24 Jul Statistics and ”statistics”
Russia is a huge country and it has an enormous population. It also has political and economical power. Finland emphasizes bilateral relations with Russia, and other countries appreciate our special expertise concerning Russia. The land of oppositions is quite well known but there is also some contradictory information. For example, it is not an easy task to view Russia from a statistical perspective.
OECD has some interesting information about different countries on their own websites. From some countries we can get more statistical information than others. If we compare the G20 countries’ health spending % of GDP in 1990–2015 we can find one interesting detail. We can get this information about Australia, France, Germany, Italy, Japan, South-Korea and UK for example. But if we try to find Russia’s information we will not find them until after 2000. If we want to check out Russia’s social spending % of GDP in 1990–2016, there is nothing to be found. If we want to explore some statistics about Russia’s social benefits to households we will find some numbers from 2011 to 2014.
Linda J. Cook is a professor of political science and professor of slavic studies. She has written a book named Postcommunist Welfare States Reform Politics in Russia and Eastern Europe. This book gives us more statistical details. We can discover some statistics which give us information on how many Russians lived below the poverty level in 1991–2002. These numbers are from the World Bank and Russian Federal State Statistics Service. There are confusing differences to be found in these statistics. According to Russian Federal State Statistics Service about 25 % and 22 % of Russia’s population lived below the poverty line in 1995 and 1996. World Bank’s estimates are quite different and gave numbers 41 % and 43 %.

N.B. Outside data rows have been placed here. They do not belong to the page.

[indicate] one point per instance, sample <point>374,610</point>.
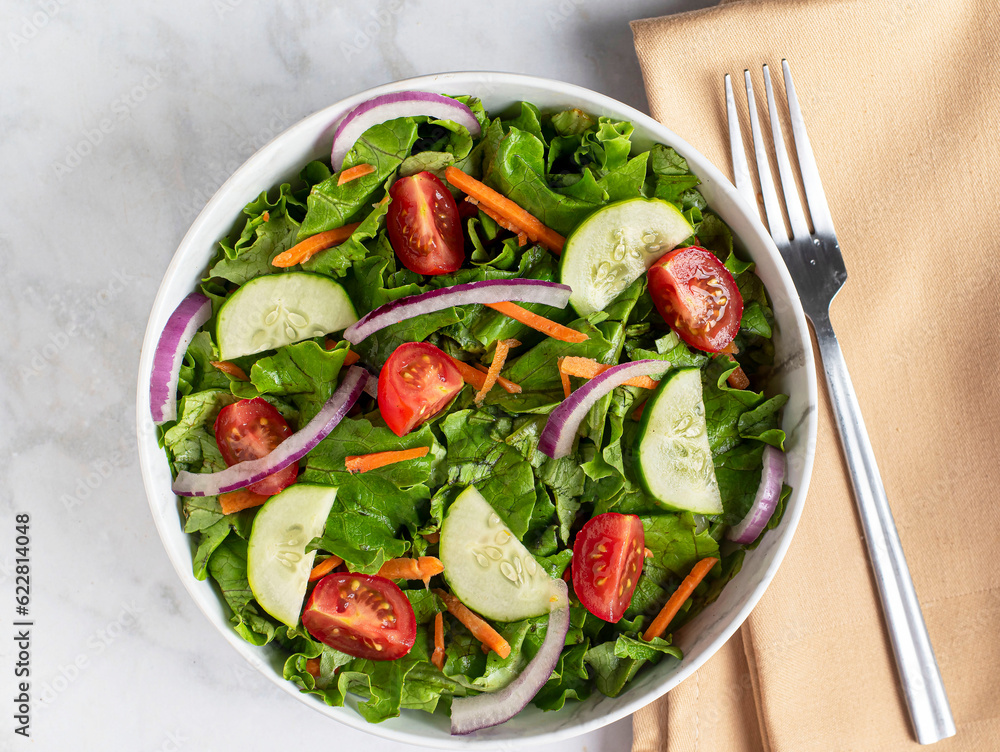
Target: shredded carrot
<point>470,375</point>
<point>309,247</point>
<point>475,376</point>
<point>588,368</point>
<point>509,386</point>
<point>493,202</point>
<point>412,569</point>
<point>475,624</point>
<point>522,237</point>
<point>230,369</point>
<point>539,323</point>
<point>312,667</point>
<point>437,657</point>
<point>362,463</point>
<point>325,567</point>
<point>738,378</point>
<point>672,606</point>
<point>567,388</point>
<point>499,358</point>
<point>353,173</point>
<point>237,501</point>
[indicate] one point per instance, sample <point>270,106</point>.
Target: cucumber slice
<point>615,246</point>
<point>674,460</point>
<point>486,565</point>
<point>277,563</point>
<point>278,309</point>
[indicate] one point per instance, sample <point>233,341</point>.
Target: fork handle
<point>921,679</point>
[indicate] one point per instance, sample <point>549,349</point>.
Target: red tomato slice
<point>415,383</point>
<point>697,296</point>
<point>424,226</point>
<point>249,430</point>
<point>607,562</point>
<point>363,615</point>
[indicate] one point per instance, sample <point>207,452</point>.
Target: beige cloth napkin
<point>902,103</point>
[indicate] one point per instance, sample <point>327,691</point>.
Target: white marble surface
<point>117,122</point>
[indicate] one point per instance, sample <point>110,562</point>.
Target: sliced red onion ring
<point>488,291</point>
<point>392,106</point>
<point>181,327</point>
<point>563,423</point>
<point>290,450</point>
<point>765,502</point>
<point>470,714</point>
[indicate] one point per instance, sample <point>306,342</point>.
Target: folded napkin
<point>902,104</point>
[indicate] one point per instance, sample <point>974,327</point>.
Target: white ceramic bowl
<point>280,161</point>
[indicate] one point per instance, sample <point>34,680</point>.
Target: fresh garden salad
<point>469,416</point>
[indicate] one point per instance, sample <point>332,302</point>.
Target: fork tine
<point>793,204</point>
<point>819,210</point>
<point>772,208</point>
<point>741,171</point>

The ambiguity and lack of statistical information raises questions. In the first place: why is the statistics data found only on certain years or why do the World Bank and Russian Federal State Statistics Service give different figures. It is clear that incomplete information sets challenges for researchers who are interested about Russia. Comprehensive conclusions are limited if the given information can not be trusted. Is there any chance to find more ambiguous statistical information concerning Russia which differs significantly from westerners’ numbers or estimates?
Let’s take an example: We all know that Russia shows its military power by using images, videos, demonstrations and numbers. It is not a hard task to find the size of Russia’s military budget. It is much easier to find information about Russia’s military spending than the statistical information talked about earlier. Russia has become wealthy thanks to its natural resources. In addition, the standards of living of Russian citizens has increased. However, wealth is not distributed evenly and differences between regions are great. It’s interesting to think about if there are some different measurement methods or some sensitive issues for administration that explain the lack of statistical information about welfare issues. History shows what neglecting citizens’ welfare causes problem to the stability of a state – especially if the state has been putting money into everything else. During the reign of Putin, there have been some protests of pensioners and the young. Is there something under Russia’s surface?
From the economic perspective, the Russian market is significant. If a company is planning to move to the eastern market and wants information about the operating environment, for example in the light of numbers, can it get information that is reliable enough? A well-known fact is that companies appreciate a stable operating environment, so the various uncertainties, unrest and risk of conflicts can reduce willingness to invest in Russia.
The more unpredictable Russia is in its actions and in the light of different statistical information, the more narrower its position will ultimately be.